The high prevalence of evidence for autoimmune thyroiditis at baseline supports the importance of genetic factors in its pathogenesis. The co-occurrence of Hashimoto's thyroiditis and Graves' disease within one family suggests a common genetic basis for these diseases. Oestrogen use is associated with a lower risk, and pregnancy with a higher risk for developing hyperthyroidism. The positive correlation between TPO antibody titres and TSH levels in euthyroid subjects suggests that TPO antibodies are indeed a marker of future thyroid failure.

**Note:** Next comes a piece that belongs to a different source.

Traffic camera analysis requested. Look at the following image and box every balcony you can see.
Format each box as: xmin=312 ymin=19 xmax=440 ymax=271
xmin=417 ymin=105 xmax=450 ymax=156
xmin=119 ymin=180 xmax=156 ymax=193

自身免疫性甲状腺疾病(AITD)是一种常见疾病,尤其在女性中多见,其发病机制涉及遗传和环境因素。我们希望更深入了解各种环境因素的作用。因此,我们对有患AITD风险的人群,如AITD患者的健康女性亲属,开展了一项大型前瞻性队列研究。在此我们报告他们的基线特征。
仅纳入有记录的AITD患者的一级或二级女性亲属。
通过问卷调查评估吸烟习惯、雌激素使用情况、妊娠史和碘暴露情况,并将其与甲状腺功能及抗体状态相关联。
在803名研究对象中,440名来自有不止一名有记录的AITD患者的家庭。在这些家庭中,33%有记录显示同时存在格雷夫斯病和桥本甲状腺炎病例。尽管研究对象自称健康状况良好,但发现3.6%有甲状腺功能减退(显性疾病占1.3%),1.9%有甲状腺功能亢进(显性疾病占0.4%)。这些患者比甲状腺功能正常的研究对象年龄更大,且大多甲状腺过氧化物酶(TPO)抗体呈阳性。使用雌激素与甲状腺功能亢进发生率较低相关[相对风险(RR)0.169;95%置信区间(CI)0.06 - 0.52],而怀孕与甲状腺功能亢进的相对风险较高相关(RR 6.88;95% CI 1.50 - 30.96)。在759名甲状腺功能正常的研究对象中,24%有TPO抗体。吸烟和雌激素使用与TPO抗体的存在呈负相关。在甲状腺功能正常的研究对象中,TPO抗体滴度与促甲状腺激素(TSH)水平呈正相关(r = 0.386;P < 0.001)。
基线时自身免疫性甲状腺炎证据的高患病率支持了遗传因素在其发病机制中的重要性。桥本甲状腺炎和格雷夫斯病在一个家庭中的共同出现提示这些疾病有共同的遗传基础。使用雌激素与发生甲状腺功能亢进的风险较低相关,而怀孕与发生甲状腺功能亢进的风险较高相关。甲状腺功能正常的研究对象中TPO抗体滴度与TSH水平的正相关表明TPO抗体确实是未来甲状腺功能减退的一个标志物。